Angulo will face Alvarez in his fourth fight under former Trainer of the Year Virgil Hunter, who is most known for guiding the career of RING super middleweight champion Andre Ward, a 2004 Olympic gold medalist who was named Fighter of The Year for 2011 by the Boxing Writers’ Association of America.
"Obviously Saul is a good fighter, and this is a fight that I wanted," said Angulo. "I think that on March 8, we will see who is going to remain as the top guy in Mexico, representing Mexico as the top guy in this weight class."
Alavarez-Angulo will happen as the main event of a Showtime Pay Per View card that is being billed as "Toe-To-Toe" and will also match WBC 122-pound beltholder Leo Santa Cruz (26-0-1, 15 KOs) against Cristian Mijares (49-7-2, 24 KOs) and lightweight contender Omar Figueroa (22-0-1, 17 KOs) opposite Ricardo “Dinamita” Alvarez, (23-2-3, 14 KOs), Canelo Alvarez's older brother.
The opening fight of the pay per view will be marked by first defense by IBF 154-pound titleholder Carlos Molina (22-5-2, 6 KOs) against prospect Jermall Charlo (17-0, 13 KOs), the 23-year-old twin brother of unbeaten junior middleweight contender Jermell Charlo.
Mayweather-Alvarez became the highest-grossing boxing event of all time with nearly $150 million in revenue reported, eclipsing the $136 million earned by Mayweather’s 2007 victory over Oscar De La Hoya.
Will fans support him against Angulo? Alvarez believes that they will.

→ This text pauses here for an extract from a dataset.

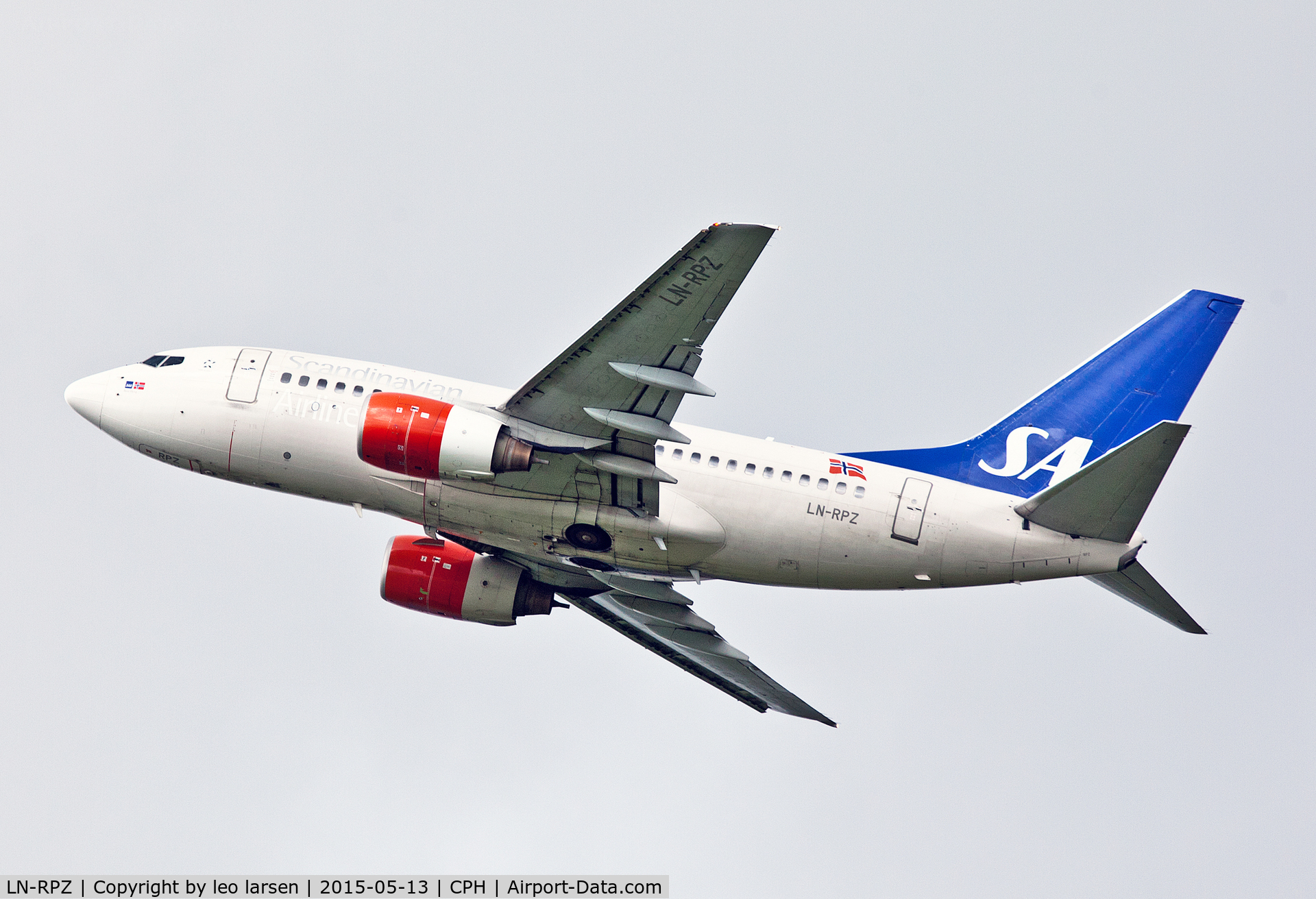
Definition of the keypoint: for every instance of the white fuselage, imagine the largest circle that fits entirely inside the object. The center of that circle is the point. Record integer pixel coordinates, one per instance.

"I'm sure I have loyal fans. I thank them for that, and they're always going to be with me," said Alvarez. "I feel that they're going to support me through thick and thin, and that they're going to follow me on this pay per view."
On the regular Showtime network preceding the pay per view card, there will be a lightweight fight between two-division beltholder Jorge Linares (35-3, 23 KOs) and Japanese contender Nihito Arakawa (24-3-1, 16 KOs).